Beslist wordt als volgt.
3. Beslissing
De rechtbank:
- -
verklaart de beroepen gegrond en vernietigt de bestreden besluiten;
- -
bepaalt dat verweerder nieuwe besluiten neemt, met inachtneming van het gestelde in deze uitspraak;
- -
veroordeelt verweerder in de kosten van de beroepsprocedures bij de rechtbank, aan de zijde van eisers begroot op € 1.311,- (wegens kosten van rechtsbijstand), te vergoeden door verweerder aan eisers;
- -
bepaalt dat verweerder aan eisers het door hen betaalde griffierecht ten bedrage van € 310,- vergoedt.
Deze uitspraak is gedaan door mr.

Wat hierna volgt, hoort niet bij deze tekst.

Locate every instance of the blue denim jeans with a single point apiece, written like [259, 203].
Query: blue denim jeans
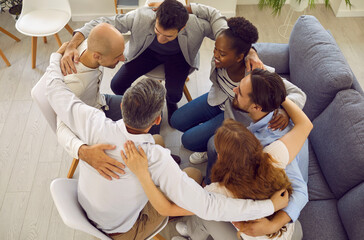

S.H.S. Ayre, voorzitter, en mrs. R.M.M. Kleijkers en M.A. Teeuwissen, leden, in aanwezigheid van mr. D.H.J. Laeven, griffier. De beslissing is in het openbaar uitgesproken op 10 oktober 2012.
w.g. D. Laeven w.g. S. Ayre
Voor eensluidend afschrift:
de griffier:
Afschrift verzonden aan partijen op: 10 oktober 2012
Tegen deze uitspraak staat het rechtsmiddel hoger beroep open bij de Afdeling bestuursrechtspraak van de Raad van State, Postbus 20019, 2500 EA ’s-Gravenhage. De termijn voor het instellen van het hoger beroep bedraagt zes weken na de datum van verzending van deze uitspraak.
Indien hoger beroep is ingesteld kan de Voorzitter van de Afdeling bestuursrechtspraak op verzoek een voorlopige voorziening treffen indien onverwijlde spoed, gelet op de betrokken belangen, dat vereist.